The court finds that the claimant was subjected to unfair labour practice by constantly being held on acting capacity in the post of the production supervisor. The claimant’s claim to substantive appointment is valid and for the unfair labour practice in contravention of Article 41 of the Constitution, the court finds that a compensation of Kshs.300, 000.00 under Article 21(3) (e) of the Constitution will meet the ends of justice. While making that finding, the court finds that for over 18 years of service the claimant was required by the respondent to serve in an acting capacity for unexplained reasons of failure to be appointed substantively as a production supervisor or any other suitable position in the respondent’s establishment. Such conduct on the part of the respondent, in the opinion of the court, was a gross violation of the claimant’s entitlement to fair labour practices as provided for in Article 41 of the Constitution.

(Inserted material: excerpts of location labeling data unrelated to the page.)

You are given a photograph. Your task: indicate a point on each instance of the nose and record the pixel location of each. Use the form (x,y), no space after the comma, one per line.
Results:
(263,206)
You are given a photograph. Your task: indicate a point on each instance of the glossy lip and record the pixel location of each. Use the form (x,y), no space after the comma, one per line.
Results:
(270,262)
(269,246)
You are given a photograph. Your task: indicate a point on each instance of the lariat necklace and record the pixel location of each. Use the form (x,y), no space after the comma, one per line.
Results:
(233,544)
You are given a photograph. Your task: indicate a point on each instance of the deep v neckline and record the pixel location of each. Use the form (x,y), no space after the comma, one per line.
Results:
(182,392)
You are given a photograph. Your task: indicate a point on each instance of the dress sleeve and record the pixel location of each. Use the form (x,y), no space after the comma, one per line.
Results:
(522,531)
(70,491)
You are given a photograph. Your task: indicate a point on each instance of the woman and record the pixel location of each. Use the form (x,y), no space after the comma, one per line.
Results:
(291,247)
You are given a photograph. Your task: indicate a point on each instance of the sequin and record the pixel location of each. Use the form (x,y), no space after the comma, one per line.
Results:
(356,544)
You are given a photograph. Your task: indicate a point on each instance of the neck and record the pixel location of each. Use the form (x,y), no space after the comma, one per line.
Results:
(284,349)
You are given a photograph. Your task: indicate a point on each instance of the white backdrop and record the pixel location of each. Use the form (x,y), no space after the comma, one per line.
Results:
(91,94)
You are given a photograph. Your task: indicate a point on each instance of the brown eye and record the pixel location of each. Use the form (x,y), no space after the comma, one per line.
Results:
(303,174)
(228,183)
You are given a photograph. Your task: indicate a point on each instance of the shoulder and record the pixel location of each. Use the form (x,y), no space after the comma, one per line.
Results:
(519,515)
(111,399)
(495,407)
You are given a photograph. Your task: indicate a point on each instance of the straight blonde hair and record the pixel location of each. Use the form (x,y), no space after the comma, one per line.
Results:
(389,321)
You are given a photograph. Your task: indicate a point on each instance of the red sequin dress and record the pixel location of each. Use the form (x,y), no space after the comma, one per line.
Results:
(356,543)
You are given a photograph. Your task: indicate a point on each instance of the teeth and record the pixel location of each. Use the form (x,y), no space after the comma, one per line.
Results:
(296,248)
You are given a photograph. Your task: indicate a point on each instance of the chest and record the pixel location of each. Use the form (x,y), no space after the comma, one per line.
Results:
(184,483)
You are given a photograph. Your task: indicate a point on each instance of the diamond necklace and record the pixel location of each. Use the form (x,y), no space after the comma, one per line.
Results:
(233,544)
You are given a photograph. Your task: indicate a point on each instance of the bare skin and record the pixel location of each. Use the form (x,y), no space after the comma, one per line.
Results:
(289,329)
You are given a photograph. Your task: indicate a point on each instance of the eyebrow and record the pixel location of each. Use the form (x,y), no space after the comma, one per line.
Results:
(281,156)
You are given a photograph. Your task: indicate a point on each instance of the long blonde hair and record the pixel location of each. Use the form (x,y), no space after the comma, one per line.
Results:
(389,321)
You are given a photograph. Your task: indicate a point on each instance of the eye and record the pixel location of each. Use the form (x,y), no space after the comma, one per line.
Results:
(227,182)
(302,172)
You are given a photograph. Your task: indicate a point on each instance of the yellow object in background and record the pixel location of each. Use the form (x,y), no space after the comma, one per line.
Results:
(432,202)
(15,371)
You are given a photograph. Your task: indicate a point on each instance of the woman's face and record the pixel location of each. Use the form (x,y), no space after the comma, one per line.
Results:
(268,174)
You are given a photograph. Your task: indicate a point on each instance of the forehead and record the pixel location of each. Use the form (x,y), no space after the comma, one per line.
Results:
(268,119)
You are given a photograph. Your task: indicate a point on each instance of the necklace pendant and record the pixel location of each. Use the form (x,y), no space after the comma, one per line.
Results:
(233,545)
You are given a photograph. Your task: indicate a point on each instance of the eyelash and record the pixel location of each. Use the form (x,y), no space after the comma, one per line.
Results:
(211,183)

The respondent will pay costs of the suit fixed at Kshs.25, 000.00.

 In conclusion, judgment is entered for the claimant against the respondent and for orders:

  1. The declaration that the termination was unlawful and the claimant be reinstated back to work with effect from 19 January 2015 with full monthly pay from that date till date of reporting on duty and to continue in the respondent’s employment as per prevailing terms and conditions of service.
  2. The declaration that the unrelenting acting appointments amounted to unfair labour practice and the claimant is entitled to be confirmed or substantively appointed as a production supervisor in the respondent’s service not later than 1.10.2015.
  3. The claimant to report to the respondent’s chief executive officer on 3.08.2015 at 9.00 o’clock in the forenoon for appropriate deployment in view of order (a).
  4. The claimant to file in court the schedule of withheld pay in view of order (a) from 19.01.2015 till 3.08.2015 and serve by 15.08.2015 with a view of recording the amount in court at the next mention date.
  5. The respondent to pay the claimant Kshs. 325,000.00 being compensation and costs as found due in this judgment.
  6. The payments as ordered in this judgment to be effected by the respondent by 1.11.2015 in default interest to be payable thereon at court rates from the date of this judgment till full payment.

Signed, dated and delivered in court at Nyeri this Friday, 31st July, 2015.